De la chambre de l’hôtel Normandia, que dire ? L’essentiel tient à l’évocation du vieil auteur précité. Voilà qui suffit. Ou devrait suffire. Mais de ce que vit la jeunesse d’aujourd’hui, il faut croire que rien n’excède. Les romanciers d’autrefois savaient de quoi parler. Pour eux, décrire un lieu revenait à montrer leurs personnages (et autre chose aussi).
Caroline Morand louait ses chambres au mois et à la journée. Dans les années Soixante, c’était aussi pour un moment, le temps pour les couples illégitimes (terme d’époque) de se consoler du peu de perspective d’avenir. Le Normandia se nommait autrefois Home Cordier. Celui-ci, inauguré au début de l’ancien siècle, figure dans les nomenclatures des Guides Bleus édités au tournant de la Grande Guerre, époque où les fervents du Touring Club connaissaient l’adresse et en faisaient la promotion.

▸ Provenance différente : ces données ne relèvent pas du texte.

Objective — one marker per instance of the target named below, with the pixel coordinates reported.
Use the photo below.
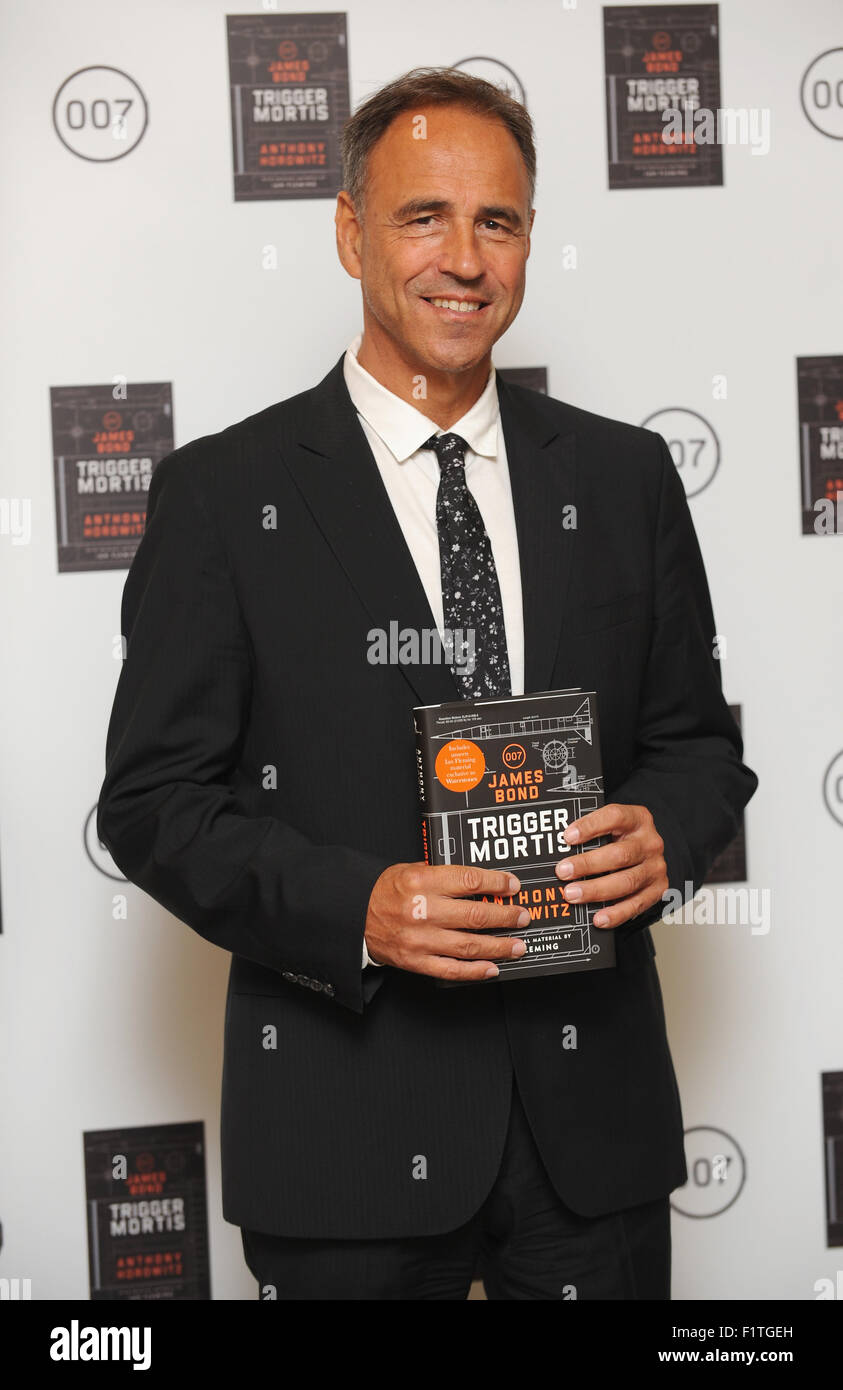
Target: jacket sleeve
(169, 811)
(689, 770)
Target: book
(500, 781)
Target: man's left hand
(632, 869)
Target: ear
(349, 235)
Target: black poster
(662, 57)
(832, 1133)
(532, 377)
(288, 77)
(731, 865)
(820, 384)
(105, 451)
(146, 1212)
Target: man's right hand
(418, 920)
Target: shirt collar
(404, 428)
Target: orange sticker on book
(459, 765)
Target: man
(383, 1137)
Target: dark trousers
(523, 1243)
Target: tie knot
(450, 449)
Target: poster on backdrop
(662, 59)
(288, 77)
(820, 388)
(146, 1212)
(105, 451)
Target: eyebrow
(424, 205)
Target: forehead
(448, 143)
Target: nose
(459, 250)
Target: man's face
(445, 217)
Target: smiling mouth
(456, 306)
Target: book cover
(500, 781)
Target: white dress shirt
(395, 431)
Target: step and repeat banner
(169, 267)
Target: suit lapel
(330, 460)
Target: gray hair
(427, 86)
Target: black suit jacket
(260, 774)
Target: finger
(619, 854)
(476, 916)
(461, 945)
(608, 887)
(459, 972)
(625, 911)
(603, 822)
(462, 880)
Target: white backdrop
(146, 267)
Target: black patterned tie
(470, 594)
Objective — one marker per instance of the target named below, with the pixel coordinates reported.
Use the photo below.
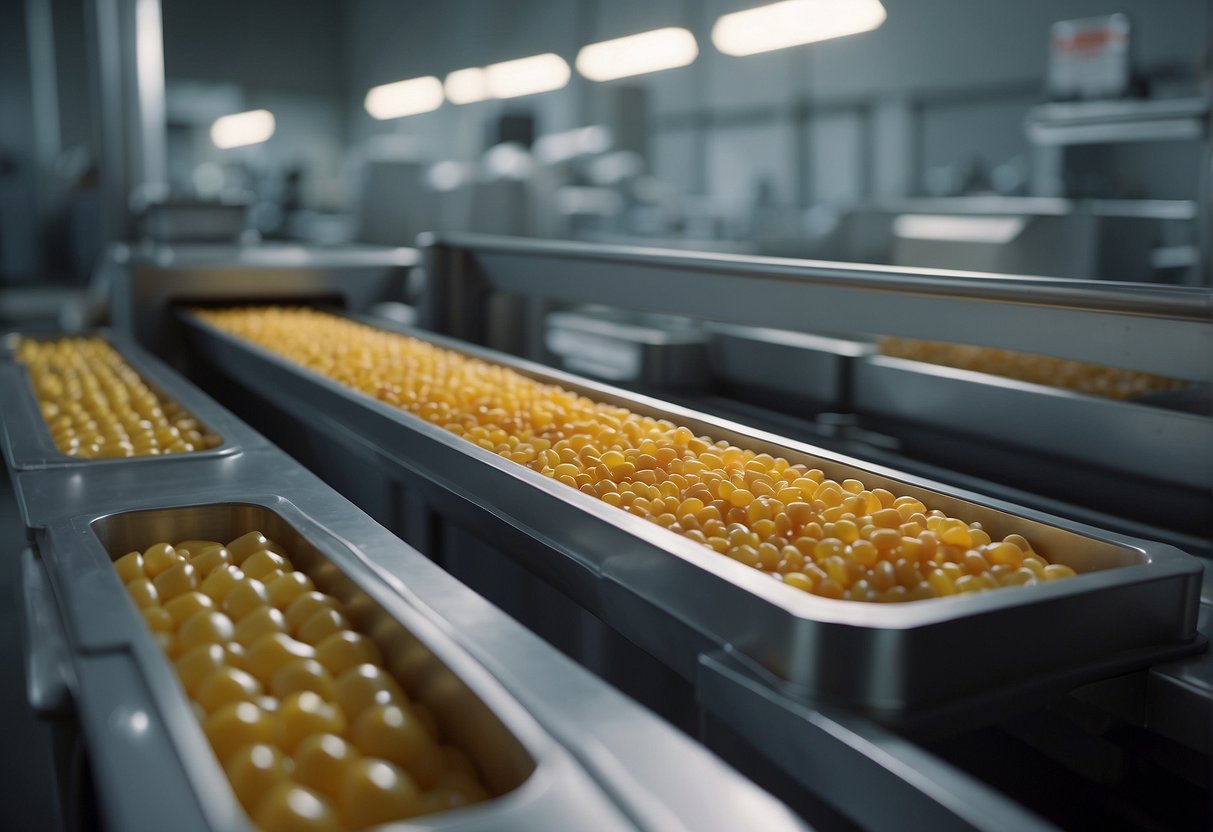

Les quartiers, les lieux, les gens meurent comme ils vivent ; ils prennent le temps. La dame Morand, héritière par défaut (histoire trop longue à raconter) acheta en 1946 un établissement qui vivait sur une antique réputation. Débaptisé, remis au neuf du moment, l’hôtel fit encore illusion, le temps pour les valises à courroies de devenir trolleys à roulettes. Saisons fastes, mais comme pour le tapis de l’escalier, l’usure s’installait. Caroline le constatait année après année : la clientèle osait tout en matière d’insolences. Même les étudiants, présentés par les parents, s’y mettaient. Futurs médecins, avocats, architectes, pensez ! Tous les mêmes !
Dans la chambre 22 du quatrième étage, on trouvait un lit, une table, deux chaises, trois placards. En 1964, dans celui de gauche, près de la fenêtre, on installa une douche. Les waters, eux, restèrent sur le palier. La nuit, en cas de besoin, à pas de loup, on rejoignait les lieux. Le plus souvent, Nicolas, Charly et Roberto pissaient dans le lavabo. Un lit pour trois ? Non pas, car un clic-clac occupait depuis peu le peu d’espace restant.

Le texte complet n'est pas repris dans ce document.